Of course, the timing of these storms was such that warnings may not easily reach many people, who would have been asleep and unaware of any TV or standard radio coverage. This is where alert systems like NOAA weather radio with Specific Area Message Encoding (SAME, which currently still operates on the entire county-based warning system) and mass-dialing systems like reverse 911 and WeatherCall can help when implemented.

Coverage of these storms has made note on-air and in the newspaper of past November tornadoes that swept through at night and produced fatalities, which has raised some questions about the number of tornadoes in November and why so many tornadoes occur at night. A look at the third image above shows the monthly distribution of tornadoes in the Raleigh weather service coverage area, indicating the peak in tornadic activity around here, by far, happens in the Spring (March through June), but also shows the second smaller uptick in numbers around October and November associated with both passing tropical systems (which spun off the Reigelwood tornado in Columbus County two years back) and the onset of late Fall-early winter frontal systems and the strong temperature contrasts and wind shears they bring. Another graph from the same document (available from the Raleigh NWS at the link to the right) traces the time of day of tornadoes in the area, showing well over 50 percent occur in the afternoon and early evening, with a much lower number during the night. It's interesting that those figures are based on tornadoes from 1950-2002, while a related graph on a Storm Prediction Center severe weather climatology page covering the period 1980-2006 is skewed somewhat more to the late afternoon to midnight range for a peak in tornadoes. Whether this is a change in the climatology involved in later years or a reflection of the fact that nighttime tornadoes are more likely to be detected with newer radar technology and were more likely to go completely unnoticed in the 1950s and 1960s is an interesting question.

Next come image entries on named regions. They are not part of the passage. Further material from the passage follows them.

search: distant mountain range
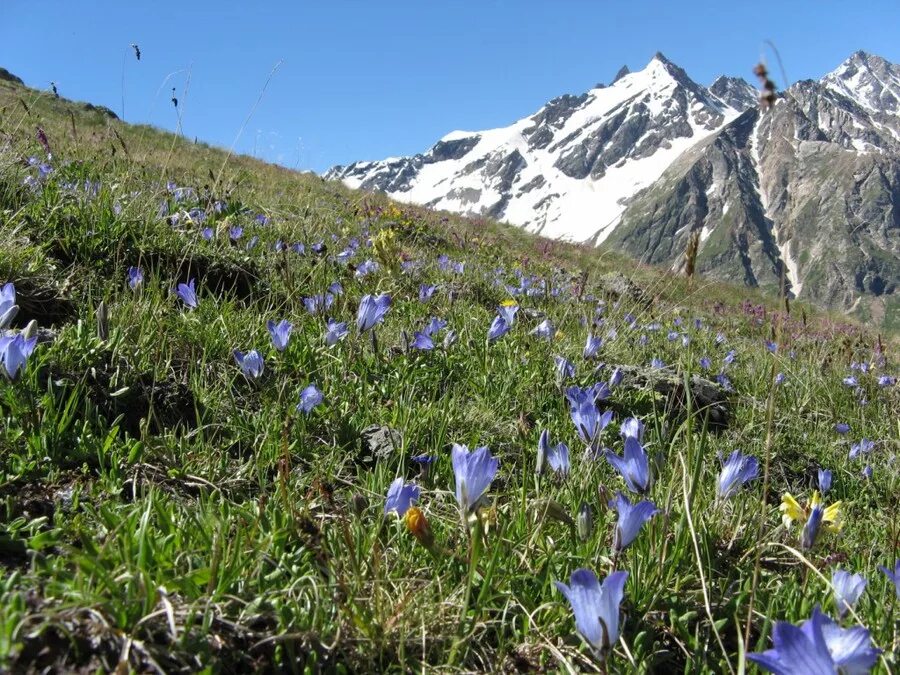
[325,52,900,327]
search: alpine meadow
[0,38,900,675]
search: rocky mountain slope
[327,52,900,325]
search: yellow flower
[778,490,843,532]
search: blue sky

Speaking of the Storm Prediction Center climatology data, that is a nice resource that has been recently added. There is a link to the right, and I've included a couple of graphics from there that plot (first) every severe weather report over the Raleigh radar coverage area for the 1980-2006 period and (next) a filtered plot that only shows F2 and above tornado tracks, along with wind gusts higher than 73 mph and hail larger than 2 inches in diameter, which they class as "significant" severe events most likely to cause damage or injury. The tendency of tornadoes to develop here when strong upper level troughs are just to our west, producing a tornado motion toward the northeast (40-45 mph in the case of Saturday night's event) is clearly evident.

Lastly, an interesting calculation is made on the site which works out the probability of a tornado at any point within that Raleigh radar coverage area being struck by a tornado in any given year, and the associated return interval, or frequency with which a tornado might be expected at that spot. As with any statistics, they immediately become meaningless in some ways when a tornado does strike a given location. At any rate, for our area they came up with a probability of an F2 or stronger crossing a given point as .023%, which equates to one tornado every 4351 years.